Мы покрылись мимическими морщинами и утирали пот со лба — давно так не веселились.
Когда подруги ушли, предварительно вымыв посуду, упаковав и убрав в холодильник недоеденное, я отправилась спать и с ужасом сказала самой себе: «Мама умерла. А ты хохотала до колик!» Закрыла глаза, и тут же возникло мамино лицо с гримасой легкого осуждения: «Что ты по пустякам тревожишься? Хватит скорбеть. Берись за работу, пиши свои книжки».
Когда я принесла маме свою первую книгу, она, читательница маниакальная, не могла разобрать ни строчки, а только гладила обложку. Подняла на меня глаза:
— Я не знаю, как сказать.
Она успела познакомиться с Галей, будущей Ми-тиной женой. Раньше я шутила: вредного Митьку мне жены будут возвращать с претензиями, как товар производителю. Когда мама сразу, с первого взгляда приняла Галю, я спросила с улыбкой: «Думаешь, эта девушка не выкатит нам список претензий?»

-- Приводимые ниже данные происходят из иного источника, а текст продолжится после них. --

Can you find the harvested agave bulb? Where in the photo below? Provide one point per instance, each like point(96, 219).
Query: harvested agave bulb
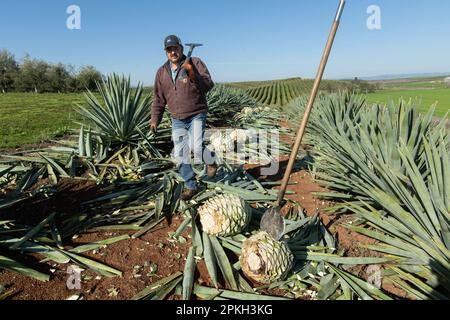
point(264, 259)
point(247, 110)
point(223, 141)
point(224, 215)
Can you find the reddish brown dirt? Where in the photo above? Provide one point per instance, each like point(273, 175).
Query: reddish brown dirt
point(155, 247)
point(126, 256)
point(304, 188)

Никита женился через шесть лет после маминой смерти. Его жену Анечку мама, естественно, не видела. Как бы порадовалась! И мама решительно противостояла бы стремлению назвать внучку ее именем — давлением на Аню, в муках родившую первого ребенка. Свекор и свекровь (Женя и я) молчаливо наседают, муж, что главное, просит — назвать Александрой. В свое время, когда моего первенца все хотели назвать Женей, я встала на дыбы. Евгений — прекрасное имя. Но Женя номер три? Для моего сына? Кирюшу, внука, тоже, повинуясь каким-то фамильным предрассудкам, хотели назвать Женей. Митя — Дмитрий Евгеньевич, его дедушка — Евгений Дмитриевич. И пошло-поехало. Дайте Гале, матери, назвать своего сына — жестоко отметала я все поползновения. Так был назван Кирилл. А вот с Аней у меня не получилось пересилить мечту. Первая долгожданная девочка, как хорошо бы в честь Никитиной бабушки, моей мамы, назвать…
Теперь у нас есть Александра, ей полтора года. Она повторяет любые слова, выдумывает собственные, пытается складывать предложения. Хулиганит за милую душу. Но внучка никак себя не называет. И понятно. Она и Саша, и Шура, и Саня, и Аля, и Сашута, и Сашура (мое обращение), а в моменты разоблаченных проделок взрослые еще и пеняют: «Александра! Что ты наделала? Ай-ай-ай!» Словом, ребенка запутали. Остается ждать, когда она сама выберет себе вариант прекрасного и дорогого нам всем имени — Александра.